Networking issues - NFHN Reader

Summary

On May 23, 2022, at 10:30 UTC Sentry experienced networking issues across part of our infrastructure which resulted in some delays in ingestion, notifications, and alerts. We alerted our service provider, Google Cloud Platform, who restored connectivity. Our engineering teams encountered some issues with recovery before we were able to start ingesting new events at a normal rate and start processing the backlog of data which was fully completed by May 24, 2022, 02:05 UTC.

We apologize for any inconvenience this may have caused.

Timeline (in UTC)

May 23

10:25 — Responded to alerts that Snuba consumers were accumulating large backlogs of data.

10:30 — Identified the issues that originated within our metrics Clickhouse cluster.

10:37 — Experienced timeouts across our metrics services and some hosts became unreachable via ssh.

10:40 — Restarting hosts seemed to resolve the issue however one of our Kafka clusters became unreachable.

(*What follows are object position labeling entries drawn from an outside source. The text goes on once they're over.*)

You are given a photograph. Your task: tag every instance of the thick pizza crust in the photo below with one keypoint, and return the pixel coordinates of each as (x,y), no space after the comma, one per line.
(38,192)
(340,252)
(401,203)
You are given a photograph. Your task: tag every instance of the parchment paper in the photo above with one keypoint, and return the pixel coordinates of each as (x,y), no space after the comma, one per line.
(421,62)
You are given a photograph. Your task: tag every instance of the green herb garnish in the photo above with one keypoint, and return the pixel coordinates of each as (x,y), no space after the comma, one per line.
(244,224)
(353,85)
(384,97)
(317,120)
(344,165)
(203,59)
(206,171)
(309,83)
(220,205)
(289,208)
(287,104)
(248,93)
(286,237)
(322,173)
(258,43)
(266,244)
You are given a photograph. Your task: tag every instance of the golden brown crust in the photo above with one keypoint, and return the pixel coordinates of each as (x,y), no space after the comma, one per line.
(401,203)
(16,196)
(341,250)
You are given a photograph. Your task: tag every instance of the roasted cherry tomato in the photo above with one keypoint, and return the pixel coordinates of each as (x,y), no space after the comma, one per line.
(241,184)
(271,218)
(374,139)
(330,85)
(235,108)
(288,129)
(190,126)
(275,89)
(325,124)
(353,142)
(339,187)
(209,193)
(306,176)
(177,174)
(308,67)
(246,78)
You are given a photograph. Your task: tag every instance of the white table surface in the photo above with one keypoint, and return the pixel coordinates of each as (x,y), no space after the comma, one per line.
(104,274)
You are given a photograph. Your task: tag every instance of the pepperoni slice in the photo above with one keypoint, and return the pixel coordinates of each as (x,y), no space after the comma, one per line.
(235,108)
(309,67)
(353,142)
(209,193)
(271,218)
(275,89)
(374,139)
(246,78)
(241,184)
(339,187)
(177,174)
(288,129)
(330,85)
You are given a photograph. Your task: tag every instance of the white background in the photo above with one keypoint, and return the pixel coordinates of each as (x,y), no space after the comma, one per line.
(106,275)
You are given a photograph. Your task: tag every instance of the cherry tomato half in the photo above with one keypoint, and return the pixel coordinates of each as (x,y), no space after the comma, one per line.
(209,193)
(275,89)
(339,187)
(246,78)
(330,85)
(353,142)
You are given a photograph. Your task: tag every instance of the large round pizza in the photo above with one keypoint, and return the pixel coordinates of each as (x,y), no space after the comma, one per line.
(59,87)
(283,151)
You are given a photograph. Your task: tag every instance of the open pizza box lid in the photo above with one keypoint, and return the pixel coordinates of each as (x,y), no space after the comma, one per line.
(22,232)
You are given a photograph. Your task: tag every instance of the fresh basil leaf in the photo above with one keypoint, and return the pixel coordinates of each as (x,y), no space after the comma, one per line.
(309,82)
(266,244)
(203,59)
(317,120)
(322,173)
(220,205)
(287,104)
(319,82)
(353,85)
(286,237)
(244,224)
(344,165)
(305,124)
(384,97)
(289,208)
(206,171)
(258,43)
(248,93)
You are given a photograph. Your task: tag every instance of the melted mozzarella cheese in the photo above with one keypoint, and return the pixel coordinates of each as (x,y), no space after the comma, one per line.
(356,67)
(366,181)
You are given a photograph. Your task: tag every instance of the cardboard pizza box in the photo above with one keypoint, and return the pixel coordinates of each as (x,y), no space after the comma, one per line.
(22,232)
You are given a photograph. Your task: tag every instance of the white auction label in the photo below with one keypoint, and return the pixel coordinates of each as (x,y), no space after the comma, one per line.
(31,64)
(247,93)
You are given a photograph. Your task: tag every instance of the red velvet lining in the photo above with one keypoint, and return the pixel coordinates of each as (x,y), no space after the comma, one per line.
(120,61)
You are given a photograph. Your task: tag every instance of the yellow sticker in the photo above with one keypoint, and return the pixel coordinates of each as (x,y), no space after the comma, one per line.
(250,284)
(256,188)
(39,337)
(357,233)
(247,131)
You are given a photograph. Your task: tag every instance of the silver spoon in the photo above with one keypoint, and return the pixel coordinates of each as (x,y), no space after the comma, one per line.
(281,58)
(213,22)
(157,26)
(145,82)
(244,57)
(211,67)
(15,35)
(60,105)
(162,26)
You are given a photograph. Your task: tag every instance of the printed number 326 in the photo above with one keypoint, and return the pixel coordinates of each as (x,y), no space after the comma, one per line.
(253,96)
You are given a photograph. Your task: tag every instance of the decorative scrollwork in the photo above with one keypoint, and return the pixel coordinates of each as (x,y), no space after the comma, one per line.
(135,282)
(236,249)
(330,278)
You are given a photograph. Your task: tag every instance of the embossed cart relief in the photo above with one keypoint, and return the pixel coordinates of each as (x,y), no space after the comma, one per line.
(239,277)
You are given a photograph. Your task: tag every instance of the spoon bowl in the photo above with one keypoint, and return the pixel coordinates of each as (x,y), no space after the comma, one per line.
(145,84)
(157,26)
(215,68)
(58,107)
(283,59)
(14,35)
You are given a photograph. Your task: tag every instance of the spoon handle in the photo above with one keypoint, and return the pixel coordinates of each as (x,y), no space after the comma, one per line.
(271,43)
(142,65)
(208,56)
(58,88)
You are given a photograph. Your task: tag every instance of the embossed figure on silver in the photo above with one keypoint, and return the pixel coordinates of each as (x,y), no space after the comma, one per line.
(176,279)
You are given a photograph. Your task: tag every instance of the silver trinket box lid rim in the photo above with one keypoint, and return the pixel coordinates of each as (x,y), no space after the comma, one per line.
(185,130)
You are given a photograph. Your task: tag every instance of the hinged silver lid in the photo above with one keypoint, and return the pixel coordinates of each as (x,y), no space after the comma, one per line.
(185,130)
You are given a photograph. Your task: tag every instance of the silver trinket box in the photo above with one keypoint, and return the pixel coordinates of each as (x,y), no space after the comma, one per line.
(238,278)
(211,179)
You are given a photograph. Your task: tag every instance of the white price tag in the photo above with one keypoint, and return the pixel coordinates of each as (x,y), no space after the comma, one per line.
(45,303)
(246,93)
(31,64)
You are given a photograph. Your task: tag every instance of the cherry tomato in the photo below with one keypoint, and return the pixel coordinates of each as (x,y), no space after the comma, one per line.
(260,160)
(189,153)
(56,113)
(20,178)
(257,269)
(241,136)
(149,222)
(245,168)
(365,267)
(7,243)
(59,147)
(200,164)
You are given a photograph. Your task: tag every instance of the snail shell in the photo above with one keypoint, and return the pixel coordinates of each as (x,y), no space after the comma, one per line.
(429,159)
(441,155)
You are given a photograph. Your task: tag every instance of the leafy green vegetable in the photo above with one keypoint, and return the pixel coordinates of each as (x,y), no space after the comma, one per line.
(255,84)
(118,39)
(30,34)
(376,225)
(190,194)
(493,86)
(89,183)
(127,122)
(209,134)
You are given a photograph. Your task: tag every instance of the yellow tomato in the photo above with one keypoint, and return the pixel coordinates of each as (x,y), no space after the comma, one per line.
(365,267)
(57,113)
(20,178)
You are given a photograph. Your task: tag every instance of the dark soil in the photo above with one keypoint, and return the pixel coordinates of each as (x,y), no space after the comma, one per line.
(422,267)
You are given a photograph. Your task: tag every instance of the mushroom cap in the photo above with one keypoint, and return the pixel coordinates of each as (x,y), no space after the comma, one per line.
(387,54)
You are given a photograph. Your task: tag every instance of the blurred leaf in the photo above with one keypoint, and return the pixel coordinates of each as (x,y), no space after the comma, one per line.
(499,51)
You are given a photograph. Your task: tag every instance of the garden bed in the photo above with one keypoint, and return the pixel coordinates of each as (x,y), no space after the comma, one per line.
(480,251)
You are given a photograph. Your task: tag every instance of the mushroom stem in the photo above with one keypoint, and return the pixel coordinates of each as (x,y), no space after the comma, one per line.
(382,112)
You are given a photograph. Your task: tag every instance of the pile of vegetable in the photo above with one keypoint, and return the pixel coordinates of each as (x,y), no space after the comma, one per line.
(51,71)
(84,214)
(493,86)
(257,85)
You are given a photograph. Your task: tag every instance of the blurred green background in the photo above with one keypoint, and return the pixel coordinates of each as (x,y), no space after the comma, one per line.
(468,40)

11:14 — Reached out to Google Cloud support

11:15 — We continued to restart other unreachable hosts with varying success

13:03 — Meeting with Google Cloud confirmed infra issues; we proceed with their recommendation to migrate our hosts

14:27 — Google Cloud investigation completed and mitigation underway

15:39 — Web hosts restarted on different nodes to fix Sentry.io availability

15:55 — Diverted Clickhouse traffic to healthy hosts

16:10 — Backend systems started ingesting new events; backend systems started processing backlog

16:35 — Google Cloud incident given all clear with a rollback of changes

16:37 — Ingestion had stopped; started to re-attached file storage with additional space

16:46 — Ingestion restarts at normal rate

17:12 — Snuba consumer memory increased to cope with large batches

18:27 — Completed Clickhouse replication completed and queries are evenly distributed again

22:59 — Optimize backlog processing job scheduled for 24:00

May 24

02:05 — Backlog processing completed

Duration of Instability: 9 hours, 5 minutes

Root Cause

A networking change was rolled out to Google Cloud Networking which caused some instances in Google Compute Engine in us-central1-b to become unreachable. This negatively impacted parts of our stack that could not successfully handle partial failures.

Remediation Plan

We have short term plans to improve our data backlog processing times by:

Adding connection pooling to Redis
Scaling up our Celery processing pipeline

Our longer term goal is to enable a standby Clickhouse cluster that resides in a separate zone/region. This is aligned to our overall strategy as outline from the May 6th incident to provide better failover capabilities.